1\. To manually renew your TLS certificate using the IONOS Cloud Certbot Plugin, you can do it manually by issuing the following command:
```bash
certbot renew
```
2\. To automate the renewal process, you can set up a cron job to run the renewal command automatically. For more information on how to set up automated renewals, see the [Certbot documentation](https://eff-certbot.readthedocs.io/en/stable/using.html#automated-renewals) page.

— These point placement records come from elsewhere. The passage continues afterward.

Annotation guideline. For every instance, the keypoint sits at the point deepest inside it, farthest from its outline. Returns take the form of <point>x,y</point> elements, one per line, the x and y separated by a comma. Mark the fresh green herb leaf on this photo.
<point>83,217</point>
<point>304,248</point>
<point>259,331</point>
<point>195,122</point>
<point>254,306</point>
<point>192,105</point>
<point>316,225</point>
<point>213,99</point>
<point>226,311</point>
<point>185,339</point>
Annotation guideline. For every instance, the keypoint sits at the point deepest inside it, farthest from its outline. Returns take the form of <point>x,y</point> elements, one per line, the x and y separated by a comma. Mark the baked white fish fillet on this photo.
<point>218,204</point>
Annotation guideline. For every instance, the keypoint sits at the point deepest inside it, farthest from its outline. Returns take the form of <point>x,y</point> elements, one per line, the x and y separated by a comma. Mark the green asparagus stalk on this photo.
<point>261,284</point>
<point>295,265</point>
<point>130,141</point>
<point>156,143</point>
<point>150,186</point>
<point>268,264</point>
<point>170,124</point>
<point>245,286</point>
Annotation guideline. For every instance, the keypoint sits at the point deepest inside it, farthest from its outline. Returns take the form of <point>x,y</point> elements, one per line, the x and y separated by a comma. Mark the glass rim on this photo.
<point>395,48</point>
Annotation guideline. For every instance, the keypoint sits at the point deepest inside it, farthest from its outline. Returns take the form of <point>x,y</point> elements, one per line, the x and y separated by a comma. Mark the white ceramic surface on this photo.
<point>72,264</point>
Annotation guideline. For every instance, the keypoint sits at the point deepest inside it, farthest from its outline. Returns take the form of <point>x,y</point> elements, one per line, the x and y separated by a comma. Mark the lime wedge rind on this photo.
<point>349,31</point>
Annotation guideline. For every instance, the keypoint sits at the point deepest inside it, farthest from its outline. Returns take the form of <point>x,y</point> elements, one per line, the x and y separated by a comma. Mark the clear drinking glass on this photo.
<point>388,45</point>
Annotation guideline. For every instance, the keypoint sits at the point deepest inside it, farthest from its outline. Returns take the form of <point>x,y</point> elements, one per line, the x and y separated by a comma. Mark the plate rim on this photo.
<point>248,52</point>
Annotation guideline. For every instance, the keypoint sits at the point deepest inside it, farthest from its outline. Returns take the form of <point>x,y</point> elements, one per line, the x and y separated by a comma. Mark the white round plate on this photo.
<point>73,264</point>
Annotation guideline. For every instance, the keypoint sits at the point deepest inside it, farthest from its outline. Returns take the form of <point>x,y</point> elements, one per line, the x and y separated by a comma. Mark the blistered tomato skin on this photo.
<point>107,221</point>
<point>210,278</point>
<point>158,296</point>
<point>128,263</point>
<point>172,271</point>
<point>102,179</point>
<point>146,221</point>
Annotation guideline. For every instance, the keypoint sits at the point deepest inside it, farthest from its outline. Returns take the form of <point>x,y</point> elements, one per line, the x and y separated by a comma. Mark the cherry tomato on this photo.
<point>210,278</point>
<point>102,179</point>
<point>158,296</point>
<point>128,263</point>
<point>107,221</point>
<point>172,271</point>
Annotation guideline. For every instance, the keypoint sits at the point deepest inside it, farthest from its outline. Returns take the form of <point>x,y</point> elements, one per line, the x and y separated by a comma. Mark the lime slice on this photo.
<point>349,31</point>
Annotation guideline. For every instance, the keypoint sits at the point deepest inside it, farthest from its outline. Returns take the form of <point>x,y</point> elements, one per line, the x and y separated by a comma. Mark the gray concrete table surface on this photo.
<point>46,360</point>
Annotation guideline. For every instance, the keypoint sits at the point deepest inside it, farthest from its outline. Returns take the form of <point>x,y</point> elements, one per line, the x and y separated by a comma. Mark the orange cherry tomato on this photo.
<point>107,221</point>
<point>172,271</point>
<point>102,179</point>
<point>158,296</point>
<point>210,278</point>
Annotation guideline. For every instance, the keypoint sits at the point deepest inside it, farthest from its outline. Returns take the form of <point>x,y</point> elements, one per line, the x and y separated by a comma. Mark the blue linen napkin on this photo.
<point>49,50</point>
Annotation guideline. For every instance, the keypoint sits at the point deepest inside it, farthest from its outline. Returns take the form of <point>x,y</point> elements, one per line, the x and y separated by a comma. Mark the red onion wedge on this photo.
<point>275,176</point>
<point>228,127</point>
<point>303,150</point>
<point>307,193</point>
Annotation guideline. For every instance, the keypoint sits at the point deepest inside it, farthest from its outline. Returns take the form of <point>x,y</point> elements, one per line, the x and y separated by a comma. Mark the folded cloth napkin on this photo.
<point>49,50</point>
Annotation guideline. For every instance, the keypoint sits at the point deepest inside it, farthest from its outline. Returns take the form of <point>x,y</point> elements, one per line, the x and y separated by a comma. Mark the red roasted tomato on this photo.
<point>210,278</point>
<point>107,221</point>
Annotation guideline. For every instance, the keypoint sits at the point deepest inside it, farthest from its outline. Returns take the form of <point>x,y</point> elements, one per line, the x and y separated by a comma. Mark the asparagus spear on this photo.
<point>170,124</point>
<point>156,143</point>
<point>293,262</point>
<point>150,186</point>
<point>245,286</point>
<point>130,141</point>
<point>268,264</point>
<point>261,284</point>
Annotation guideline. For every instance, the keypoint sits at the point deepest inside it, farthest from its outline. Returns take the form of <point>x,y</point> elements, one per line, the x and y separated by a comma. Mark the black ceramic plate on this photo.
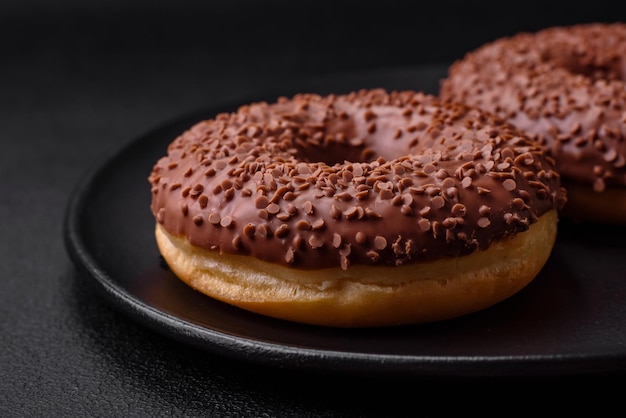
<point>570,320</point>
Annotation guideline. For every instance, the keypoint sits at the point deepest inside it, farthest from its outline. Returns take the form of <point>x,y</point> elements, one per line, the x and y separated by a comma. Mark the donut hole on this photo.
<point>609,69</point>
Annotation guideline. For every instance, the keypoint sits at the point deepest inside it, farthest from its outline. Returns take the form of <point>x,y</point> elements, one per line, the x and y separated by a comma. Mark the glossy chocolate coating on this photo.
<point>564,86</point>
<point>373,177</point>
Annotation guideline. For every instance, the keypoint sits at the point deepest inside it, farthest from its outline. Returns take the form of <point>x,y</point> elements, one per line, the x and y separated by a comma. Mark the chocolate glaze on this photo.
<point>564,86</point>
<point>367,178</point>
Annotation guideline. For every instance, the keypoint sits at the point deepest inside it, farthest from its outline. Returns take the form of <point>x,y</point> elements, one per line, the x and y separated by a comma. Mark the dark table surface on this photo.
<point>79,81</point>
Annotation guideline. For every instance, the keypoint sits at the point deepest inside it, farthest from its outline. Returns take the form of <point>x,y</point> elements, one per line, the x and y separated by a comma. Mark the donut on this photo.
<point>564,87</point>
<point>373,208</point>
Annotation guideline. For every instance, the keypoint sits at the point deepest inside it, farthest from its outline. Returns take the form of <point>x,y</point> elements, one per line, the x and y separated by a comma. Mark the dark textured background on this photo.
<point>79,80</point>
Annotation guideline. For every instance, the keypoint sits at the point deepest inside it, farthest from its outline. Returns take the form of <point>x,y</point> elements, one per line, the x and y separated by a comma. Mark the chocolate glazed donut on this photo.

{% hint style="success" %}
**Expected result:** Your TLS certificate is renewed successfully.
{% endhint %}
{% endstep %}
{% endstepper %}
### Final result
By following this tutorial, you have successfully set up a secure web server with a TLS certificate issued using the IONOS Cloud Certbot Plugin. Your web server is now protected with HTTPS, ensuring encrypted communication for your users.
## Conclusion
This tutorial demonstrated how to securely configure a web server and issue a TLS certificate using the IONOS Cloud Certbot Plugin. You are now equipped to protect your web applications with automated certificate management and HTTPS encryption.